Convert BAM to FASTQ

Usefull links explaining why it's not so simple (for paired-end sequencing at least): http://crazyhottommy.blogspot.fr/2015/10/convert-bam-to-fastq-and-remap-it-with.html

Warning when reading old texts about this: htscmd bamshuf has been successively renamed samtools bamshuf and now samtools collate (since samtools v1.3). Similarly htscmd bam2fq has been successively renamed samtools bam2fq and now simply samtools fastq.

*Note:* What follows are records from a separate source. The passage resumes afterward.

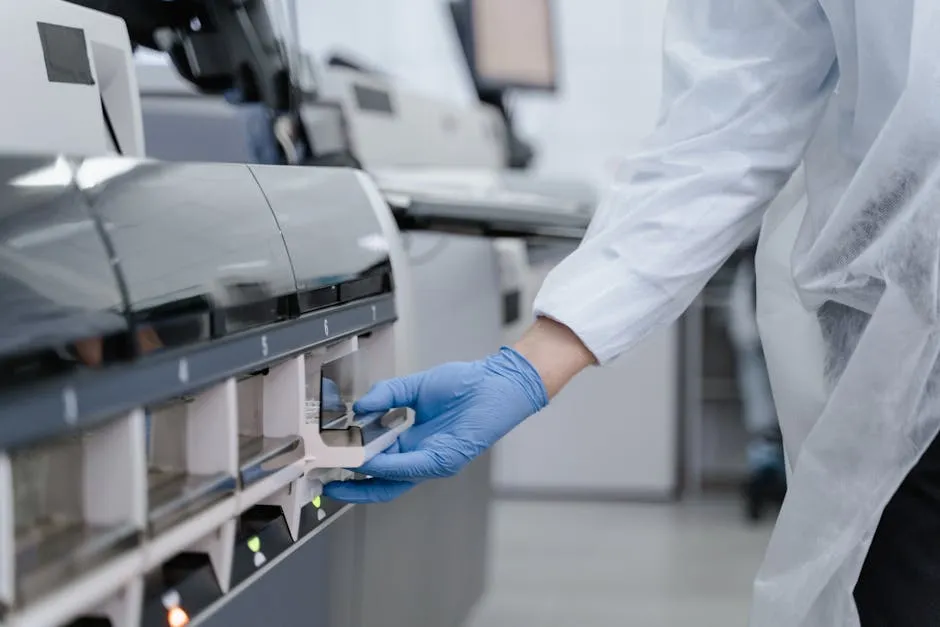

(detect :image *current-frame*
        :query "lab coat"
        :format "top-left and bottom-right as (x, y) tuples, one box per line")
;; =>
(534, 1), (940, 625)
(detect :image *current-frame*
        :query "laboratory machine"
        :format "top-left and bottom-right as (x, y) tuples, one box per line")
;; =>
(132, 0), (681, 502)
(0, 1), (591, 626)
(130, 11), (592, 623)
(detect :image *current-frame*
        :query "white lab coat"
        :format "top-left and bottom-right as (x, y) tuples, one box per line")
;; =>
(534, 1), (940, 625)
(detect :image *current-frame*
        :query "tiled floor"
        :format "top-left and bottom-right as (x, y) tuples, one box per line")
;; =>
(467, 498), (774, 627)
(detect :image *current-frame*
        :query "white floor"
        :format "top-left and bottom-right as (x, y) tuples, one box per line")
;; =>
(467, 498), (774, 627)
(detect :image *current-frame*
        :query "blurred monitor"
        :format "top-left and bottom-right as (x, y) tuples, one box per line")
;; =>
(451, 0), (558, 93)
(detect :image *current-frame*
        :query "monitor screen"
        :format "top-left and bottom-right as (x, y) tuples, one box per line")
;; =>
(470, 0), (557, 91)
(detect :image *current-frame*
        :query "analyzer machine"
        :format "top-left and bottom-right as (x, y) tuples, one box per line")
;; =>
(0, 2), (593, 626)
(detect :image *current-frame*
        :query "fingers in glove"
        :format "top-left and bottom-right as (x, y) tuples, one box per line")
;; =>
(323, 478), (414, 503)
(353, 373), (424, 413)
(354, 448), (442, 481)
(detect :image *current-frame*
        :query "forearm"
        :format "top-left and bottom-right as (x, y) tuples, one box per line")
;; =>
(513, 317), (596, 398)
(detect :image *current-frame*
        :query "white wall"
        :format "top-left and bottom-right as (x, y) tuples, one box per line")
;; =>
(296, 0), (479, 105)
(514, 0), (668, 187)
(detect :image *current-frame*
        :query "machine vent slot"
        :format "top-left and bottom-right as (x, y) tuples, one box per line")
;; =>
(296, 285), (339, 314)
(337, 274), (387, 304)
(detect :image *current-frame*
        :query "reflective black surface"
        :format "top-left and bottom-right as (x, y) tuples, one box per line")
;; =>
(81, 159), (297, 350)
(0, 156), (130, 384)
(298, 496), (347, 538)
(248, 165), (393, 314)
(142, 552), (222, 627)
(231, 505), (294, 588)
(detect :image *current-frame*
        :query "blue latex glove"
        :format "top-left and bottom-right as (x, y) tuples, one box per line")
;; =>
(323, 347), (547, 503)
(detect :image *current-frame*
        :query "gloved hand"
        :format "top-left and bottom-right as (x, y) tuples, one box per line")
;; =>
(323, 347), (548, 503)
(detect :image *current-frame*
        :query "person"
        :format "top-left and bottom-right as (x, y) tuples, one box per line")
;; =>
(325, 1), (940, 625)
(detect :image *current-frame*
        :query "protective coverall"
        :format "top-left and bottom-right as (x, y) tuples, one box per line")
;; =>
(328, 1), (940, 624)
(535, 1), (940, 624)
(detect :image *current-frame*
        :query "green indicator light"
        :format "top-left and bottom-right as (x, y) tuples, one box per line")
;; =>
(312, 496), (322, 509)
(247, 536), (261, 553)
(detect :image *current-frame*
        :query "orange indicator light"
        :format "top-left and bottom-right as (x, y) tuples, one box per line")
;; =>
(168, 606), (189, 627)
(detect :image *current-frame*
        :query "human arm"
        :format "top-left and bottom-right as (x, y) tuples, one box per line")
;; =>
(513, 316), (596, 397)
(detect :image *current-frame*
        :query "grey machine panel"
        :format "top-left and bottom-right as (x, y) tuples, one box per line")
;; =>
(194, 507), (360, 627)
(377, 175), (591, 242)
(140, 96), (256, 164)
(354, 454), (492, 627)
(137, 59), (354, 166)
(389, 194), (589, 240)
(136, 59), (256, 163)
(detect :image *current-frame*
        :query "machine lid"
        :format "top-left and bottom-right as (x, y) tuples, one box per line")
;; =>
(80, 158), (298, 352)
(370, 168), (593, 241)
(248, 165), (393, 315)
(0, 155), (130, 385)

This commands allows to do it without intermediate files, including the final zip:

samtools collate -uOn 128 in.bam tmp-prefix | samtools fastq -s se.fq.gz - | gzip > in_interleaved_reads.fq.gz 

One might often do this to realign afterward the FASQ file. In this case it's even possibe to avoid creating the intermediate FASTQ and to go directly from the BAM to the realigned BAM in a single command:

samtools collate -uOn 128 in.bam tmp-prefix | samtools fastq -s se.fq.gz - | bwa mem -p ref.fa -

Actually one can even directly mark duplicates and sort the final BAM in a single command like speedseq is doing using samblaster and sambamba.